7. Aux termes du premier alinéa de l'article L. 521-1 du code de justice administrative : " Quand une décision administrative, même de rejet, fait l'objet d'une requête en annulation ou en réformation, le juge des référés, saisi d'une demande en ce sens, peut ordonner la suspension de l'exécution de cette décision, ou de certains de ses effets, lorsque l'urgence le justifie et qu'il est fait état d'un moyen propre à créer, en l'état de l'instruction, un doute sérieux quant à la légalité de la décision. ". Aux termes de l'article L. 522-1 dudit code : " Le juge des référés statue au terme d'une procédure contradictoire écrite ou orale. Lorsqu'il lui est demandé de prononcer les mesures visées aux articles L. 521-1 et L. 521-2, de les modifier ou d'y mettre fin, il informe sans délai les parties de la date et de l'heure de l'audience publique () ". L''article L. 522-3 dudit code dispose : " Lorsque la demande ne présente pas un caractère d'urgence ou lorsqu'il apparaît manifeste, au vu de la demande, que celle-ci ne relève pas de la compétence de la juridiction administrative, qu'elle est irrecevable ou qu'elle est mal fondée, le juge des référés peut la rejeter par une ordonnance motivée sans qu'il y ait lieu d'appliquer les deux premiers alinéas de l'article L. 522-1. "

8. Si les ordonnances par lesquelles le juge des référés fait usage de ses pouvoirs de juge de l'urgence sont exécutoires et, en vertu de l'autorité qui s'attache aux décisions de justice, obligatoires, elles sont, compte tenu de leur caractère provisoire, dépourvues de l'autorité de chose jugée. Il en résulte que la circonstance que le juge des référés a rejeté une première demande de suspension présentée sur le fondement de l'article L. 521-1 du code de justice administrative ne fait pas obstacle à ce que la même partie saisisse ce juge d'une nouvelle demande ayant le même objet, notamment en soulevant des moyens ou en faisant valoir des éléments nouveaux, alors même qu'ils auraient pu lui être soumis dès sa première saisine.
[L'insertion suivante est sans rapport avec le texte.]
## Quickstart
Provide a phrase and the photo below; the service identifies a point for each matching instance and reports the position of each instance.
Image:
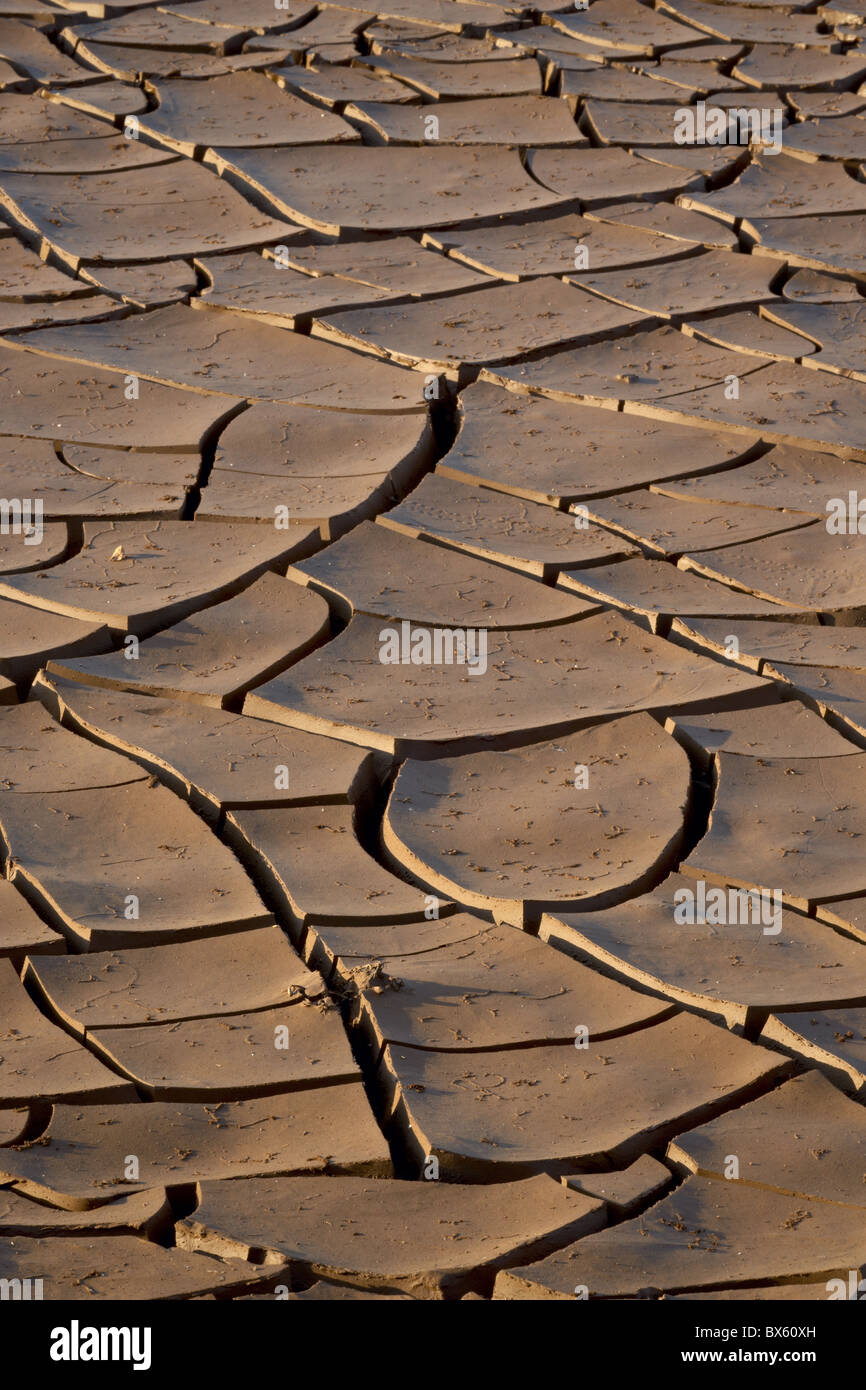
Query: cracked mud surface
(433, 649)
9. Par l'ordonnance susvisée du 1er juillet 2022, le juge des référés a estimé que la condition d'urgence posée par l'article L. 521-1 du code de justice administrative n'était pas remplie, au motif notamment que si M. B " fait valoir qu'il est privé de rémunération depuis le 18 novembre 2021, cette situation ne résulte toutefois pas de la décision en date du 6 mai 2022 dont la suspension est demandée. "

10. Au soutien du présent référé, M. B indique toujours, s'agissant de l'urgence, qu'il est privé de rémunération depuis le 18 novembre 2021 et qu'il ne peut ainsi plus faire face aux deux emprunts qu'il a contractés. Ce faisant, il ne soumet au juge des référés aucun élément nouveau susceptible de permettre une nouvelle saisine, sur le fondement des dispositions de l'article L.521-1 du code de justice administrative, de sorte que sa demande doit être rejetée, y compris les conclusions à fin d'injonction et les conclusions présentées au titre de l'article L. 761-1 du code de justice administrative.

ORDONNE :

Article 1er : La requête de M. B est rejetée.

Article 2 : La présente ordonnance sera notifiée à M. A B.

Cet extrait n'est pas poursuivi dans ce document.